1 Set yourself a goal
Want to lose 5kg, run a 5k or swim 50 laps? Now’s the time to go for it! Focusing on a goal makes training easier, with every workout you get through taking you that much closer to the finish line. By the time summer comes you’ll be fitter, stronger and maybe even a size smaller!
2 Hire a trainer
If you can afford it, a personal trainer is a hugely beneficial investment, particularly over the winter months. It’s much more difficult to skip a training session if you know there’s someone waiting for you (especially if you’re paying them to be there). Add to that the motivation and support a trainer can bring, and you’ll have everything you need to beat the winter bulge.
3 Dress up warmly
Even if your workouts make you break a sweat, you’ll need to wrap up before and after for protection against the cold. Dress in warm layers that you can shed as your training session becomes more intense, and you won’t have any discomfort – at least, not from the weather, that is.
4 Get outside
Speaking of the weather, don’t let it put you off your training session – one missed session today could soon equal a month’s worth.
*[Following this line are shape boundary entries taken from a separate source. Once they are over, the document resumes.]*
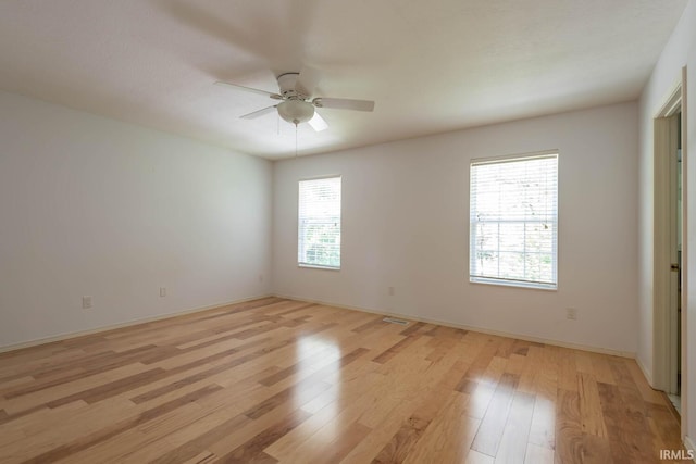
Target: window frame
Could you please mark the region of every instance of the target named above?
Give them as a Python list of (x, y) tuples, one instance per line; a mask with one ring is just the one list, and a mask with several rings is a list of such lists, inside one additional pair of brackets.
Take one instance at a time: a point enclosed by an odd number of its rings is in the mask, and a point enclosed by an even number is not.
[[(473, 274), (474, 263), (473, 256), (476, 254), (478, 250), (476, 244), (476, 234), (475, 234), (475, 225), (478, 224), (476, 221), (474, 204), (472, 203), (473, 199), (473, 171), (476, 165), (486, 165), (486, 164), (500, 164), (506, 162), (520, 162), (525, 160), (540, 160), (540, 159), (555, 159), (556, 160), (556, 198), (555, 198), (555, 215), (552, 221), (552, 227), (555, 228), (555, 236), (552, 237), (551, 243), (551, 281), (545, 280), (525, 280), (519, 278), (507, 278), (500, 276), (477, 276)], [(558, 263), (559, 263), (559, 210), (560, 210), (560, 151), (559, 150), (546, 150), (538, 151), (533, 153), (520, 153), (520, 154), (510, 154), (502, 156), (492, 156), (492, 158), (478, 158), (473, 159), (469, 163), (469, 281), (471, 284), (486, 284), (486, 285), (498, 285), (505, 287), (518, 287), (518, 288), (529, 288), (529, 289), (537, 289), (537, 290), (550, 290), (557, 291), (559, 286), (559, 277), (558, 277)], [(506, 221), (498, 220), (494, 221), (497, 223), (505, 223)], [(524, 221), (519, 220), (514, 221), (522, 225), (533, 224), (534, 221)], [(517, 251), (520, 252), (520, 251)]]
[[(300, 250), (302, 247), (302, 242), (300, 242), (300, 237), (301, 237), (301, 233), (300, 233), (300, 226), (301, 226), (301, 218), (300, 218), (300, 202), (301, 202), (301, 188), (300, 185), (304, 181), (313, 181), (313, 180), (324, 180), (324, 179), (338, 179), (340, 183), (340, 198), (339, 198), (339, 202), (338, 202), (338, 208), (339, 208), (339, 225), (338, 225), (338, 239), (339, 239), (339, 246), (338, 246), (338, 265), (337, 266), (332, 266), (332, 265), (323, 265), (323, 264), (316, 264), (316, 263), (306, 263), (302, 262), (300, 260)], [(341, 267), (341, 263), (343, 263), (343, 175), (340, 174), (331, 174), (331, 175), (322, 175), (322, 176), (315, 176), (315, 177), (302, 177), (300, 179), (297, 180), (297, 214), (295, 216), (297, 218), (297, 228), (295, 229), (297, 231), (297, 266), (301, 267), (301, 268), (310, 268), (310, 269), (325, 269), (325, 271), (340, 271)]]

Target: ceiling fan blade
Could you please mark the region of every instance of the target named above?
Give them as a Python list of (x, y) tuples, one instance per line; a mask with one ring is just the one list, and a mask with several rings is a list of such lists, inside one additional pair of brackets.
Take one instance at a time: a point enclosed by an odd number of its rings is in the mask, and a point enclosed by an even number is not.
[(332, 108), (335, 110), (373, 111), (374, 101), (350, 100), (347, 98), (315, 98), (312, 103), (316, 108)]
[(307, 123), (310, 126), (312, 126), (312, 129), (314, 129), (318, 133), (321, 133), (322, 130), (328, 127), (328, 124), (326, 124), (326, 121), (324, 121), (324, 118), (318, 112), (314, 112), (314, 115), (312, 116), (312, 118), (309, 120)]
[(320, 78), (319, 71), (313, 67), (302, 66), (300, 75), (297, 76), (297, 81), (295, 83), (295, 91), (304, 97), (311, 97)]
[(252, 93), (264, 95), (266, 97), (271, 97), (274, 100), (283, 100), (283, 97), (281, 97), (277, 93), (268, 92), (265, 90), (254, 89), (254, 88), (251, 88), (251, 87), (245, 87), (245, 86), (240, 86), (238, 84), (225, 83), (224, 80), (217, 80), (215, 83), (215, 85), (216, 86), (223, 86), (223, 87), (232, 87), (232, 88), (235, 88), (237, 90), (244, 90), (244, 91), (248, 91), (248, 92), (252, 92)]
[(239, 116), (240, 120), (256, 120), (257, 117), (263, 116), (264, 114), (269, 114), (269, 113), (273, 113), (273, 111), (275, 111), (275, 108), (277, 106), (277, 104), (274, 104), (273, 106), (266, 106), (262, 110), (257, 110), (253, 111), (251, 113), (245, 114)]

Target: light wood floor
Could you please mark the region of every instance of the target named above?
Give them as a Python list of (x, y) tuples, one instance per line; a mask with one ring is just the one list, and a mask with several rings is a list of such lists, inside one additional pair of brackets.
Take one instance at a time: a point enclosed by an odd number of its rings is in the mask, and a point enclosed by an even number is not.
[[(0, 462), (651, 463), (632, 360), (268, 298), (0, 355)], [(675, 462), (675, 461), (671, 461)]]

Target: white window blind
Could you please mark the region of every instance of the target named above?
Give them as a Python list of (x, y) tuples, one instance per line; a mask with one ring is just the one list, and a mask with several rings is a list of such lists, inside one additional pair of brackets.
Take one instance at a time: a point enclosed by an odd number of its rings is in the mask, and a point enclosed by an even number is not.
[(297, 262), (340, 268), (340, 177), (299, 181)]
[(558, 153), (471, 163), (470, 280), (558, 285)]

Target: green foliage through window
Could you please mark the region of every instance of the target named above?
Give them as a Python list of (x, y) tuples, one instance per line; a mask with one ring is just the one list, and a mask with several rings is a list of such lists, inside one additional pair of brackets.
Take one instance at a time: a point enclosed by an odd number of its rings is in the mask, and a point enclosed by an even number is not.
[(340, 268), (340, 177), (299, 181), (297, 261)]

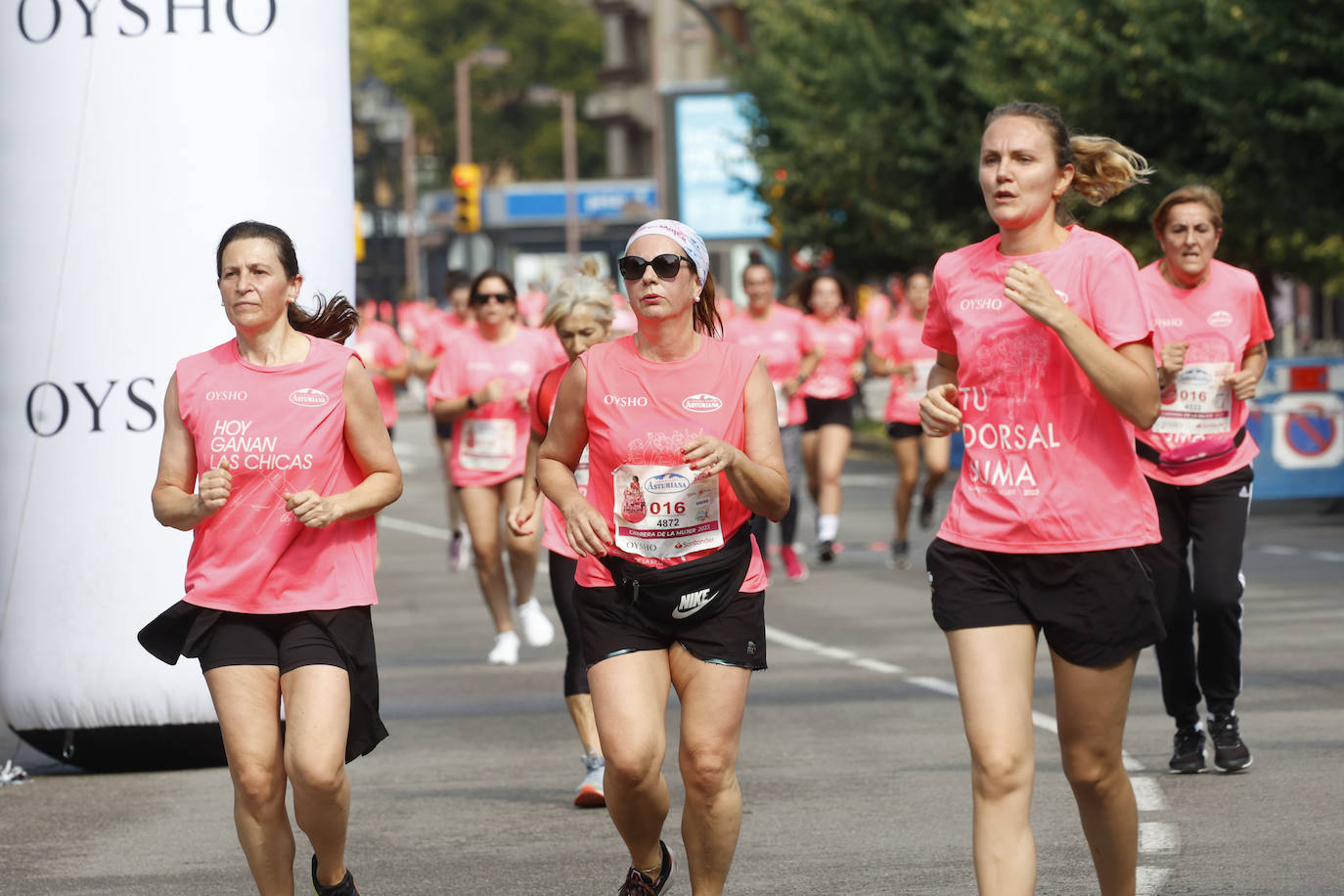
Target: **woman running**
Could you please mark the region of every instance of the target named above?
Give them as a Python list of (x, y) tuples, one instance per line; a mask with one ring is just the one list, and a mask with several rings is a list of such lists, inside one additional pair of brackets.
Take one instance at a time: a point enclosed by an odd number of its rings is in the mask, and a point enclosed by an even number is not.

There’s plenty you can do outside on winter days from road and trail running to hiking, climbing and more. In fact, cooler temperatures are ideal for outdoor activities, and a light drizzle can sometimes provide a welcome relief. If the weather does become too harsh, there’s plenty to do indoors either at the gym or at home. Just say no to excuses, and you’ll soon be saying yes to a beautifully sculpted body just in time for summer.